23 Feb 2024 | Jacob Mitchell Springer, Suhas Kotha, Daniel Fried, Graham Neubig, Aditi Raghunathan
Echo embeddings improve language model embeddings by allowing early tokens to capture information from later tokens through repetition. This approach involves passing the input twice to the language model and extracting embeddings from the second occurrence. By doing so, the model can attend to the first occurrence of the input, enabling the second occurrence's embeddings to encode information from later tokens. This method addresses a key limitation of autoregressive models, where contextualized token embeddings cannot contain information from tokens that appear later in the input.
Echo embeddings outperform classical embeddings on the MTEB leaderboard, achieving over 9% improvement in zero-shot settings and around 0.7% improvement when fine-tuned. They also achieve state-of-the-art results when using the Mistral-7B model, surpassing prior open-source models that do not leverage synthetic fine-tuning data. Echo embeddings are simple to implement and compatible with various embedding extraction techniques from autoregressive language models.
The method is conceptually well-motivated and effective in capturing bidirectional information, which is crucial for accurate semantic similarity and retrieval tasks. Echo embeddings are evaluated on a variety of tasks and demonstrate consistent improvements over classical embeddings, particularly in scenarios where the distinguishing information is in the latter part of the input. They are also more robust to noise compared to last-token pooling strategies.

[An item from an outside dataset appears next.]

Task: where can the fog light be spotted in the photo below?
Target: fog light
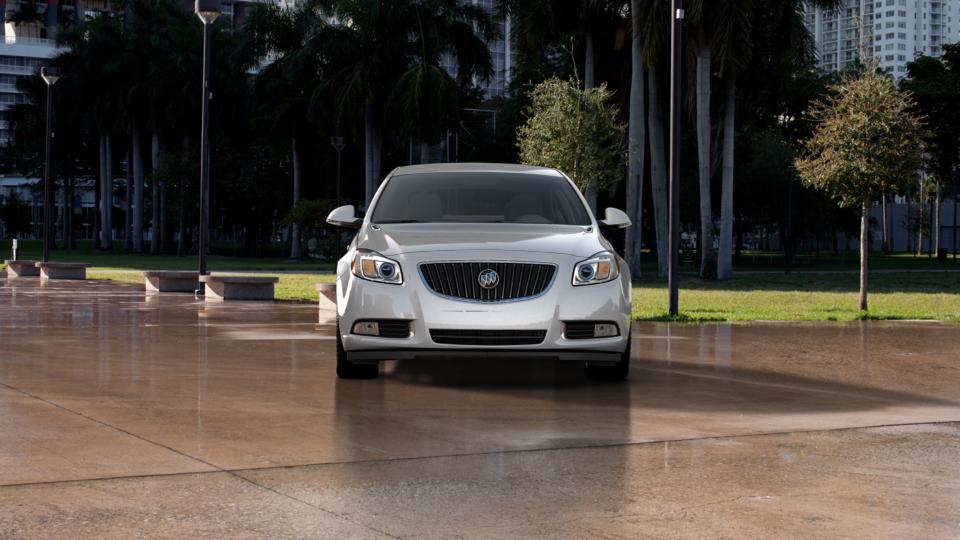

In experiments, echo embeddings outperform classical embeddings in both zero-shot and fine-tuned settings, showing that they can significantly improve the performance of embeddings on real data. They are also more robust to variations in prompts and are less sensitive to the exact wording of the input. Echo embeddings provide a simple yet effective solution to the limitation of autoregressive models, allowing for better performance in tasks that require capturing information from later tokens.Echo embeddings improve language model embeddings by allowing early tokens to capture information from later tokens through repetition. This approach involves passing the input twice to the language model and extracting embeddings from the second occurrence. By doing so, the model can attend to the first occurrence of the input, enabling the second occurrence's embeddings to encode information from later tokens. This method addresses a key limitation of autoregressive models, where contextualized token embeddings cannot contain information from tokens that appear later in the input.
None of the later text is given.